Greta Thunberg Got Her First COVID-19 Vax Dose and Called Out Global Vaccine Inequality

Greta Thunberg got her first dose of the vaccine and took the opportunity to call out vaccine inequality. The teen climate striker took to social media to do what she does best: highlight lackluster leadership in the face of a global crisis.

“Today, I got my first COVID-19 vaccination dose,” Greta wrote, sharing a photo of herself masked up with a Band-Aid on her arm. “I am extremely grateful and privileged to be able to live in a part of the world where I can already get vaccinated. The vaccine distribution around the world is extremely unequal.”

She then cited a statement from the New York Times, which reports that, globally, “84% of shots that have gone into arms worldwide have been administered in high- and upper-middle-income countries.

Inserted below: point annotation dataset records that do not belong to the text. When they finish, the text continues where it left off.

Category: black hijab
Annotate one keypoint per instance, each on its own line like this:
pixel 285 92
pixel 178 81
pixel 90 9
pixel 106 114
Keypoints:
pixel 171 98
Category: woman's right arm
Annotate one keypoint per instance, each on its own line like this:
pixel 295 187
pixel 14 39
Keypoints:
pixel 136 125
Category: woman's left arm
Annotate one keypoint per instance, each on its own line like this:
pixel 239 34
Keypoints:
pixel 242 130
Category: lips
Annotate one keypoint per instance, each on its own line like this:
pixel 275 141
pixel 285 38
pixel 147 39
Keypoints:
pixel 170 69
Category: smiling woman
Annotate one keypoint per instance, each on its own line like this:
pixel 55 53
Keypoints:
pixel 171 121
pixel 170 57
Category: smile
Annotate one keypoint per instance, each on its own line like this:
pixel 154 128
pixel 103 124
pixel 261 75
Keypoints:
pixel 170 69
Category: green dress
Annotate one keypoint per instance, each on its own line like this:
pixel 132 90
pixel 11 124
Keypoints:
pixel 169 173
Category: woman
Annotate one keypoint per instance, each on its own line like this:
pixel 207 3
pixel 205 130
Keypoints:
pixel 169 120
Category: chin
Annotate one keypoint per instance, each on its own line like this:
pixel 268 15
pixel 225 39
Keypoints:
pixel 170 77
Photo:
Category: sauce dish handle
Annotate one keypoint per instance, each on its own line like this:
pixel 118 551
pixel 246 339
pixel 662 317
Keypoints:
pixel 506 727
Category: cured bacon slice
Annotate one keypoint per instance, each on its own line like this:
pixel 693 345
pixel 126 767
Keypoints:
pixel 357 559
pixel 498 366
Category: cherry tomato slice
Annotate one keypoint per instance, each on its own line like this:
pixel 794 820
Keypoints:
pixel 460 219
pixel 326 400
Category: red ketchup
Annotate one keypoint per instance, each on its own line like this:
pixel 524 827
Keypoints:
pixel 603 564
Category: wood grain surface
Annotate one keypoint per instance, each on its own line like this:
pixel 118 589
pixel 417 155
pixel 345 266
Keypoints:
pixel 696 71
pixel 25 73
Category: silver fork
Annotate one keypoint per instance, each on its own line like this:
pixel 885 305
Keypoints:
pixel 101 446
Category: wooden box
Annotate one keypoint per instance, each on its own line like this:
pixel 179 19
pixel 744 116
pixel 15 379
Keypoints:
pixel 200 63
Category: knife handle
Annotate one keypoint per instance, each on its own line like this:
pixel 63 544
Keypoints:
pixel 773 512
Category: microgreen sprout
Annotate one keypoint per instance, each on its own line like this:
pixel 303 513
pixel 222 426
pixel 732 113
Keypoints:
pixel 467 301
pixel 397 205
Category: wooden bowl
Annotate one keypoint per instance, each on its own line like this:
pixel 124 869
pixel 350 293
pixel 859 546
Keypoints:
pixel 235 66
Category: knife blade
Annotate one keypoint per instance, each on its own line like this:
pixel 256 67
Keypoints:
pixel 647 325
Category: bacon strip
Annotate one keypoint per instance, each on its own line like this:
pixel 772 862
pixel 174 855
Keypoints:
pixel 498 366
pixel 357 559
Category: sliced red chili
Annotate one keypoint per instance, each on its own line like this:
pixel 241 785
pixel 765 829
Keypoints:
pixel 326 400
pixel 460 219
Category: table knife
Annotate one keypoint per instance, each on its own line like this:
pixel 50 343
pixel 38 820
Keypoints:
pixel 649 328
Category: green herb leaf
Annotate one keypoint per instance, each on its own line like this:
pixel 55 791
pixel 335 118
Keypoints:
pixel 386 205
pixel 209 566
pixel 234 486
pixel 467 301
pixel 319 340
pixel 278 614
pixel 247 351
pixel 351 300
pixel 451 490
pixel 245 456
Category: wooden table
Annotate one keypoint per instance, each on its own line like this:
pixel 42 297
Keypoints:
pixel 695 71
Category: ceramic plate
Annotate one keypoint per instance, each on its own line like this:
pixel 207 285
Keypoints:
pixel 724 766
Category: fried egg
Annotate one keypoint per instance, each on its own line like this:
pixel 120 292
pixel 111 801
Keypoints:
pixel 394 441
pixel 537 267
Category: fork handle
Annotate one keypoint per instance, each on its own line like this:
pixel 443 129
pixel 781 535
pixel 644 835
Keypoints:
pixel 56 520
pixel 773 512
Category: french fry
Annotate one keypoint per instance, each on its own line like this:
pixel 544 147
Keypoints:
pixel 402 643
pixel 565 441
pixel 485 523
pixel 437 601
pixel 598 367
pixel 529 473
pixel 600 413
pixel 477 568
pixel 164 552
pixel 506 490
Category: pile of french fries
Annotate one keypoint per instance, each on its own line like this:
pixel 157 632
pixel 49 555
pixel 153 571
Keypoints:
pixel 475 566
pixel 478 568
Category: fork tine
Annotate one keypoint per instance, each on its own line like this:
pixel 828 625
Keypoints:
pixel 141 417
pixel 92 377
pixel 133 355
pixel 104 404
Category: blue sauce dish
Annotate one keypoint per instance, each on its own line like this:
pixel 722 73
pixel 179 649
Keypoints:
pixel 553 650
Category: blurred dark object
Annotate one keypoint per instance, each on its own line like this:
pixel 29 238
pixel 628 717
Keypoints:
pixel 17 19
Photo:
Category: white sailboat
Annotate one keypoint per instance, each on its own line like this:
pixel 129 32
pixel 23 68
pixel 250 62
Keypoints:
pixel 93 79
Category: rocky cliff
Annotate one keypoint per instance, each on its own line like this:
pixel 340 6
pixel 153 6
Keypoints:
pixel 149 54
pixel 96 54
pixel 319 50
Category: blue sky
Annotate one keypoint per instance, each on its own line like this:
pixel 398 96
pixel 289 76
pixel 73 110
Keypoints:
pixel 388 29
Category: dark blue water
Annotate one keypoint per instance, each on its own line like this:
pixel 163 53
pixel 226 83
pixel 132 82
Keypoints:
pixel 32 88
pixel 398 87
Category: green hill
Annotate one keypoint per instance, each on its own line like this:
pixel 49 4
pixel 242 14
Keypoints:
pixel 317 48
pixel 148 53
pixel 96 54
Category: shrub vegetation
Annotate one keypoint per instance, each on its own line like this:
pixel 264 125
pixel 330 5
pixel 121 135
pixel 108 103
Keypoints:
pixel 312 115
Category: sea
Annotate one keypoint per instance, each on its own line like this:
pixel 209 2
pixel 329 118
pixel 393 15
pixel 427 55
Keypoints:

Only 0.3% of doses have been administered in low-income countries.” According to the Times, by continent, Europe and North America are leading the world in vaccines doses administered per capita, with 84 and 82 doses administered per 100 people, respectively. No other continent is over 60 on that front, and Africa has administered only 4.5 doses per 100 people.

“No one is safe until everyone is safe,” Greta wrote. “But when you get offered a vaccine, don’t hesitate. It saves lives.”

Vaccine hesitancy and access have been the biggest stories as COVID-19 vaccines roll out. With the Delta variant sparking concerns of a fourth wave of the pandemic, vaccines are a key part of the fight to help people survive as, according to Yale Medicine, studies indicate that mRNA vaccines can be very effective in reducing the severity of the disease.

Yet access to vaccines has remained a top concern for global health experts. “It’s becoming so dangerous, and the difference now is between having a vaccine and not having a vaccine; the differences between the have and have-nots, which is now completely exposing the unfairness of our world, the injustice, the inequality,” World Health Organization director-general Tedros Adhanom Ghebreyesus said in June.